The Role of the Inhibitory Ligand HVEM and Its Receptors CD160 and BTLA in the Regulation of Anti-retroviral T Cell Responses

Abstract

Specific CD8+ T cells are crucial for the control of viruses. However, during many chronic viral infections these cells become dysfunctional. Immune checkpoint receptors, like PD-1 expressed on CD8+ T cells, contribute to this functional suppression during chronic infection. However, during the acute phase of infection virus-specific CD8+ T cells express high levels of PD-1 but are fully competent in killing virus-infected cells and there is increasing evidence that the biological activity of inhibitory receptors is strongly influenced by the availability of their respective ligands. We determined the expression of ligands for inhibitory receptors on infected myeloid cells during the acute phase of Friend retroviral (FV) infection.
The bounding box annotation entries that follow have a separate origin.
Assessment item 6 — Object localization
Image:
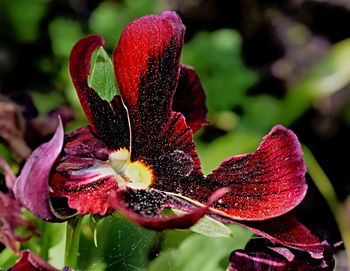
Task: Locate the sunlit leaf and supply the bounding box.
[280,39,350,125]
[172,209,232,237]
[88,47,118,101]
[146,225,252,271]
[182,29,258,111]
FV infection of granulocytes, monocytes, and macrophages strongly increased the cell surface expression of PD-L1 and the recently described ligand HVEM for inhibitory receptors BTLA and CD160. In addition, the infection of human myeloid cells in vitro with HIV also enhanced the expression of PD-L1 and HVEM. In infected mice, the upregulation of inhibitory ligands on infected cells was accompanied by enhanced frequencies of FV-specific CD8+ T cells that express PD-1, and the inhibitory receptors CD160 and BTLA. To define the functional effects of HVEM on activated CD8+ T cells, FV-infected mice were treated with blocking antibodies that prevented the interaction of HVEM with its two receptors, CD160 or BTLA, alone or in combination with anti-PD-L1 antibodies. Blocking the interaction of HVEM with CD160 and BTLA improved the production of cytotoxic molecules and the elimination of FV-infected cells. This effect was augmented when the therapy was combined with anti-PD-L1 antibodies, resulting in an additional expansion of cytotoxic CD8+ T cells. Thus, the ligand HVEM for the inhibitory receptors CD160 and BTLA downregulates the functionality of CD8+ T cells during retroviral infection and are potential targets for the immunomodulatory therapy of chronic viral infections.